There is so much excess oil that there’s even talk of having to store the overabundance at sea. Most incredible of all, in a bizarre turn of events Bloomberg reported that Flint Hill Resources, a refining unit owned by the Koch brothers, said that they would purchase sour crude from North Dakota for $-0.50 per barrel. That’s right: a negative price. Oil has become so depressed that producers are paying buyers to take certain kinds of lesser quality oil off of their hands.

The world economy is bracing for a glut of oil that could send prices tumbling even further as demand cools while supplies of already-prevalent crude increase because of the newly lifted sanctions on Iran.

That not only has political ramifications of game changing consequence for the world and in particular the Middle East but, in a fascinating way, helps us to understand a biblical idea with regard to the land of Israel.

For the longest time Jews have had to look with a measure of puzzlement at the lands of their neighbors surrounding them. The blessings of natural resources seemed to be divinely meant only for the Arab world outside of Israel. Oil flowed freely for Saudi Arabia, Iran, Iraq, and the United Arab Emirates. Yet the Jews had to be content with a land metaphorically only blessed with milk and honey.

Indeed, this idea was already revealed to the Jewish people who left Egypt and were about to enter the Promised Land.

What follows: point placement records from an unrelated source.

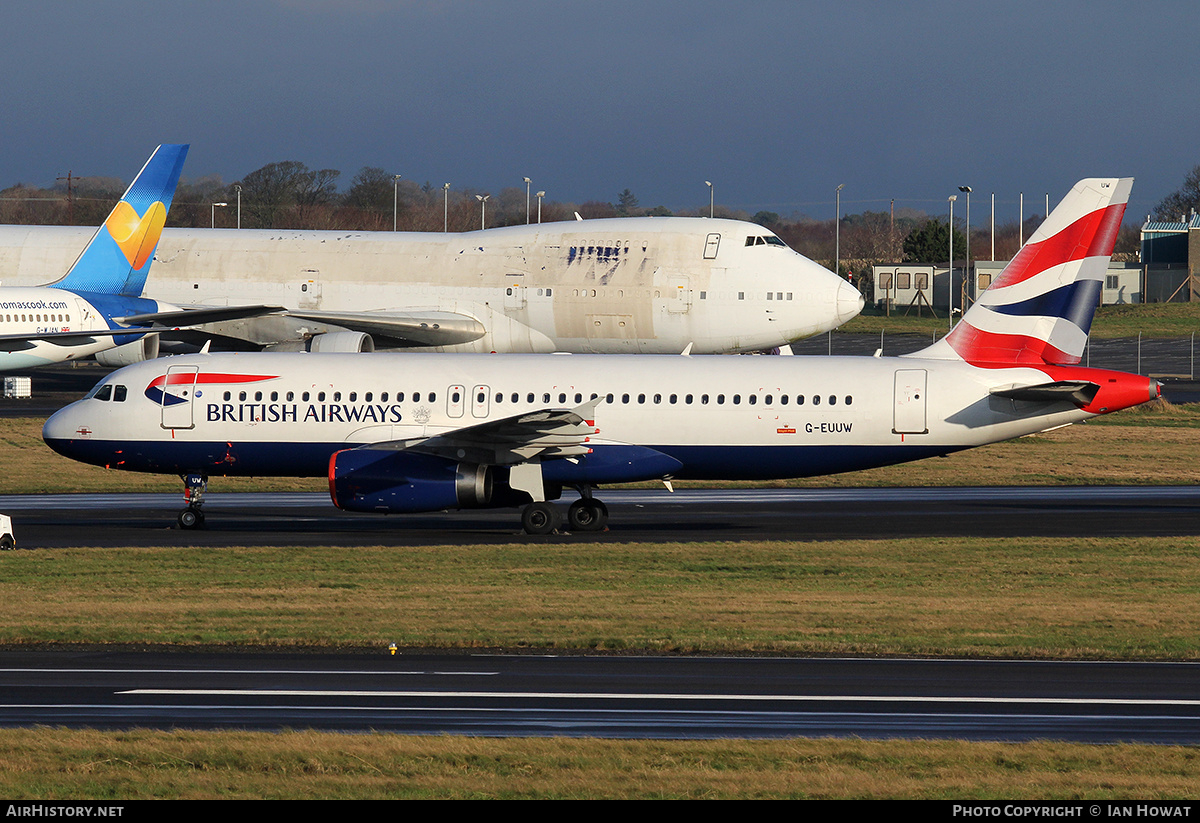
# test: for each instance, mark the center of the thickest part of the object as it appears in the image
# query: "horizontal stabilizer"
(150, 323)
(195, 317)
(405, 329)
(1080, 392)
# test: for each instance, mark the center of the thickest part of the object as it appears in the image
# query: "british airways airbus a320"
(412, 432)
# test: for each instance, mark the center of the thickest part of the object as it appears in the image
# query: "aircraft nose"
(850, 301)
(60, 428)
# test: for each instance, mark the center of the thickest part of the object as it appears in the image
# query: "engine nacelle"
(402, 481)
(147, 348)
(334, 341)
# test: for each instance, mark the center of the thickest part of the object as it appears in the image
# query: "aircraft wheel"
(190, 518)
(587, 515)
(540, 518)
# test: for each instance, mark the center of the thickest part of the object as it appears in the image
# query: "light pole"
(837, 230)
(1020, 222)
(483, 210)
(395, 198)
(951, 286)
(994, 226)
(966, 271)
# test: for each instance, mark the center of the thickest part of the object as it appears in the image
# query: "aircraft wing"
(543, 434)
(151, 322)
(405, 329)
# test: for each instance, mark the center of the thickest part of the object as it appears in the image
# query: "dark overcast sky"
(775, 102)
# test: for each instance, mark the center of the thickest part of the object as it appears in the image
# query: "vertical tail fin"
(1039, 308)
(117, 259)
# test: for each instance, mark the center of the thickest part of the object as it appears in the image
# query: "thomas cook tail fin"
(117, 259)
(1039, 308)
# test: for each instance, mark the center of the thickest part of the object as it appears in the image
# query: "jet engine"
(147, 348)
(334, 341)
(405, 481)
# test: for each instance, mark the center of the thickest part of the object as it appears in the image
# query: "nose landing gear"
(192, 517)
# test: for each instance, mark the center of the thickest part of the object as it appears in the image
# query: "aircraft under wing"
(139, 324)
(405, 329)
(541, 434)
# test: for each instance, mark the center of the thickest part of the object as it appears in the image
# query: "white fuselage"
(732, 418)
(649, 284)
(27, 312)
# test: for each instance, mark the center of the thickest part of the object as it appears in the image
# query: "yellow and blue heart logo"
(137, 234)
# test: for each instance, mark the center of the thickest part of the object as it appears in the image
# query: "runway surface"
(60, 521)
(607, 697)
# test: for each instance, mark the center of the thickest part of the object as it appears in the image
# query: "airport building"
(911, 288)
(1170, 257)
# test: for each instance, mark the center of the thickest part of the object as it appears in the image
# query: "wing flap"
(541, 434)
(405, 329)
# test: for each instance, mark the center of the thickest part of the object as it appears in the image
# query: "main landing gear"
(192, 517)
(585, 515)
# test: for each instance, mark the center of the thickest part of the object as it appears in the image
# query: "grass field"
(64, 764)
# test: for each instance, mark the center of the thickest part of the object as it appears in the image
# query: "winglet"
(117, 260)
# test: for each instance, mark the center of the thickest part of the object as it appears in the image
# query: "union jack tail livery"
(117, 260)
(1039, 308)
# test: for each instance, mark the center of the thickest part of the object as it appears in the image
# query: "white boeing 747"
(637, 284)
(408, 433)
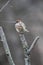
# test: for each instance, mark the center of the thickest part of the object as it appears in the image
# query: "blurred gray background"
(31, 13)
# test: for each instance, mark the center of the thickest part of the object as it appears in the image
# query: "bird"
(20, 26)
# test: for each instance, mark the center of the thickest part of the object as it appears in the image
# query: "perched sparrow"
(20, 26)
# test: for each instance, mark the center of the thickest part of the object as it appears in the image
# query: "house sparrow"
(20, 26)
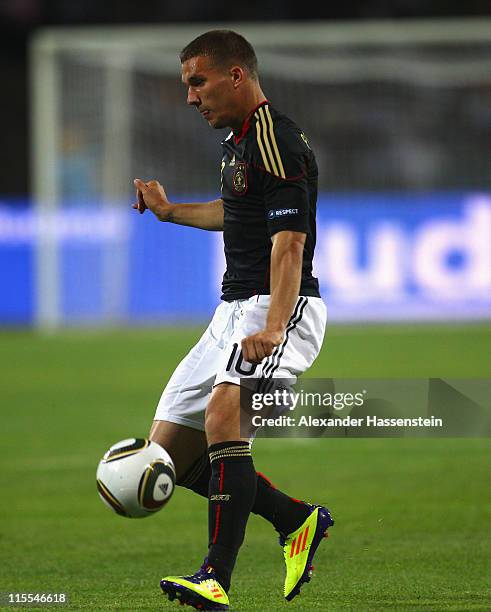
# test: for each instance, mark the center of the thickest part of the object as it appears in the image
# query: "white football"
(136, 477)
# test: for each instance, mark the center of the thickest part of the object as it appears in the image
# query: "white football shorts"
(217, 356)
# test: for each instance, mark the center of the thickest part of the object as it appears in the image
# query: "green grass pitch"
(412, 515)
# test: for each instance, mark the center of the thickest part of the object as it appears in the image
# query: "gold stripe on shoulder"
(273, 142)
(260, 143)
(266, 141)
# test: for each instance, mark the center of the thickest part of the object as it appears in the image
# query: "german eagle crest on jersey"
(240, 178)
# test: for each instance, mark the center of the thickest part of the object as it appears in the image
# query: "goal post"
(377, 100)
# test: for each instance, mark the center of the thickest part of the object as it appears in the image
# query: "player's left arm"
(286, 274)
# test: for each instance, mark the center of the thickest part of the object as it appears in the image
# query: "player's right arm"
(203, 215)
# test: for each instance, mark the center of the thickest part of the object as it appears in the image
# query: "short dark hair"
(223, 47)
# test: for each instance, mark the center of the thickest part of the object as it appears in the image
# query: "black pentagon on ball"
(147, 485)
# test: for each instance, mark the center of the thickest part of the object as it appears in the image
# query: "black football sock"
(197, 478)
(232, 492)
(285, 513)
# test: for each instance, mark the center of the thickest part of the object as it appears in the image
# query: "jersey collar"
(247, 123)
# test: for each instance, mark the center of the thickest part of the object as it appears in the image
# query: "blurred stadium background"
(395, 97)
(398, 114)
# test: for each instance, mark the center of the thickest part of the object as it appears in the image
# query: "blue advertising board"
(383, 257)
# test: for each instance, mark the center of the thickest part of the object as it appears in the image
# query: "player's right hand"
(152, 195)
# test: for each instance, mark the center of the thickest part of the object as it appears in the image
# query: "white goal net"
(387, 106)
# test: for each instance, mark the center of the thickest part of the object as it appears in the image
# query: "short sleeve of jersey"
(284, 157)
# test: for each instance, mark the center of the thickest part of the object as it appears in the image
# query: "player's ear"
(238, 75)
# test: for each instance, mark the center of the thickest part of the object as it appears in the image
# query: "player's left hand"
(258, 346)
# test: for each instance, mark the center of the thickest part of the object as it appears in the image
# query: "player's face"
(211, 91)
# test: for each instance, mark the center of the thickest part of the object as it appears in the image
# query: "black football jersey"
(269, 184)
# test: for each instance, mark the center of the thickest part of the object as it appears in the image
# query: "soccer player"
(270, 322)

The Egyptian economy was blessed by the waters of the Nile which assured them of fertility without having to fear the lack of rainfall to water their crops. But this gift was not to be part of the Jewish people's redemption.

“For the land to which you come, to possess it – it is not like the land of Egypt which you left, where you plant seed and water it with your foot like a vegetable garden. But the land to which you cross over to possess it is a land of hills and valleys; from the rain of heaven will it drink water. A land that the Lord your God seeks out; the eyes of the Lord your God are always upon it, from the beginning of the year to year’s end” (Deuteronomy 11: 10-12).

The Torah contrasts the land of Egypt with the land of Israel. The Nile River was a year round source of water. Irrigation channels were dug which were closed off by small doors. The farmer decided which areas of the field needed water and he would use his foot – “where you plant seed and water it with your foot” – to kick open these small doors which would allow a flood of water to enter the irrigation channels. Water was plentiful and simple to access.

The land of Israel, however, has no major water source. It is completely dependent on the rains from the heavens. Water would no longer be easily available to the Israelites as it was in Egypt.

This was a land which would bless its inhabitants only as a result of effort. This was a land which would not countenance those who worshiped ease and automatic entitlement.

The Torah was expressing a truth which seems counter intuitive and yet has been validated by many economists. On average, resource-rich countries have done more poorly than countries without resources. They have grown more slowly and with greater inequality – just the opposite of what one would expect. A large literature in economics and political science has developed to explain what has been given a name: it is called the 'resource curse'. And perhaps its rationale is rooted in the same idea that parents who over indulge their children by giving them obscene wealth and privilege without inculcating responsibility and a work ethic are in the most profound sense doing them more harm than good.

Israel lacked the oil and so it became the startup nation of the world.

Israel lacked the oil and so it became the startup nation of the world. In the book by that name, Start-up Nation: The Story of Israel's Economic Miracle, by Dan Senor and Saul Singer, they answer the trillion dollar question: How is it that Israel – a country of 7.1 million, a little less than seventy years old, surrounded by enemies, in a constant state of war since its founding, with no natural resources – produces more start-up companies than large, peaceful, and stable nations like Japan, China, India, Korea, Canada and the UK? Their answer: Hampered by an Arab nation boycott that makes regional trade impossible and endowed with precious little by way of natural resources, Israel has beaten the odds to become a major player in the global business world, especially in the technology sector precisely because it was forced to rely on its own brainpower instead of unearned and undeserved gifts from below ground others came to take for granted and used as substitutes for personal initiative.

So perhaps there is a divine message behind the rise and fall of oil prices. The wealth produced by natural resources gave the Arab world the fleeting blessing of prosperity – but it was a double-edged sword which brought with it the “resource curse” so clearly illustrated by the failure of its culture and its minimal contributions to civilization.

In spite of the oil fields of its Arab neighbors, the land of milk and honey is proving to be a better bargain and a bigger blessing.